Posted by Bliggity-Blam-Shazzam at spider-tj022.proxy.aol.com on November 16, 1999 at 23:51:40:
Now I want to let the reader know that this post may be a little long, but please bear with me.
I want to give a deep and heart-felt thank you to Kevin for "Chasing Amy". This film has had a profound affect on me and my personal love life. Now, I know that I'm only 18, but that really doesn't matter much. Now, please excuse me as I start this long story.

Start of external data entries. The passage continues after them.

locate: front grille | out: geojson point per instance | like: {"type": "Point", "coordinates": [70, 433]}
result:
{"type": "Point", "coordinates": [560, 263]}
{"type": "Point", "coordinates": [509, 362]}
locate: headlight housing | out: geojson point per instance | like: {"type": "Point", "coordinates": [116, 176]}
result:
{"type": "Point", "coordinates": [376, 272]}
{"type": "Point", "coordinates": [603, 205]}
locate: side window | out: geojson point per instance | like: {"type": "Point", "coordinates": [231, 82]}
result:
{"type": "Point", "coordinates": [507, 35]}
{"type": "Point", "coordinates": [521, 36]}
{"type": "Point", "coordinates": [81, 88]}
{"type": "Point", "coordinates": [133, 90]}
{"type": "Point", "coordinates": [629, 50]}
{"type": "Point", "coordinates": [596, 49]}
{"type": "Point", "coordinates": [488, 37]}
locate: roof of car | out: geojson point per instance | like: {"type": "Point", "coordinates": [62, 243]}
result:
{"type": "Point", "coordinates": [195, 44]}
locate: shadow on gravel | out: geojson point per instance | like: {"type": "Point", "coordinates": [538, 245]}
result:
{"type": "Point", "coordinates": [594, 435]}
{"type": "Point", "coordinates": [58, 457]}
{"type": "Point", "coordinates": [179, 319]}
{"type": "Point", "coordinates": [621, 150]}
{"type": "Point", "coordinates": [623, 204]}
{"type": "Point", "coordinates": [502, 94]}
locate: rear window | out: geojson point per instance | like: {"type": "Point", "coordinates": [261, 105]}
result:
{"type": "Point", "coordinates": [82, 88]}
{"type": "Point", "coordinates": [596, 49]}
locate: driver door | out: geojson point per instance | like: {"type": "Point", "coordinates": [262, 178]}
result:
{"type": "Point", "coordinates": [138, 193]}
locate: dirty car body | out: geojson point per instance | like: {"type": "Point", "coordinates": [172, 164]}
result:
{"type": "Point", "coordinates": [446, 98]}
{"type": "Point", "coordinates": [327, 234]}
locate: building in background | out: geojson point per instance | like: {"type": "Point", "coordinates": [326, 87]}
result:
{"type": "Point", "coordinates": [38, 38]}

Last year, my senior year of high school, I finally found who I felt was the girl for me. She was nice, funny, and a really good friend (my closest female friend). Let's call her D. Now, D and I had been just really good friends for about 3 months before I decided to ask her to Homecoming. I asked her, but she wasn't allowed to go at the time. So she told me to ask someone else. I did, and about two weeks later she was allowed to go (her parents are real assholes). She ended up going with one of my friends, J. I thought, "that's ok, nothing will happen between them". God, I was wrong. They started going out and seemed very serious about it; you couldn't picture them breaking up, that kind of couple. Now, we all hung out in the same group, so I saw them together all the time. I really couldn't break from the group because most of us had been friends for our entire HS years. So I had to put up with seeing them together all the time. It tore me up inside. I tried going out with other girls, but no luck. I was hung up on D and there was no way to get around it. No other girls compared to her in my mind.
It killed me that she didn't know how I really felt about her. So, as the summer was winding down and we were all about to go our separate ways, we all got together one night and rented a movie. "Chasing Amy", my friend Gary suggested. I had never seen it (the only trilogy piece i hadn't), so I didn't know what to expect. I was shocked and amazed. I identified with Holden for the first hour. Hell, I felt like it was me up there on the screen. And when his speech in the car occurred, I knew what I had to do. Hell, I nearly started crying as he was saying it because I connected with it so much. That night, I took the movie home (we rented it under my name) and wrote D a seven-page letter telling her my feelings. The center of it all was Holden's speech (don't worry, I gave proper credit). I transcribed the entire thing that night. After I was done (about 330am), I drove over to her house and dropped it in her mailbox.
I didn't hear from her for about a week, so I began to worry. I decided to call her. I didn't get the greatest response in the world (plus, she had told J, so our friendship was over). Now, I didn't tell her that I wanted her to break up with him; I just wanted her to know my feelings because I couldn't keep them bottled up any longer (I left out the part of the speech where Holden told her to search herself fo similar feelings). There was about a month left before we all took off for school. We usually hung out 3-4 nites/week. I saw her 2 more times the rest of the summer and not at all since I've gone to school (J goes here too, so she comes up every other weekend). He doesn't even make eye contact with me whenever he sees me.
But I don't regret telling her at all.
"Chasing Amy" gave me the inspiration to let my feelings be known, and I just wanted to thank you Kevin for making a film that touched me so deeply and profoundly.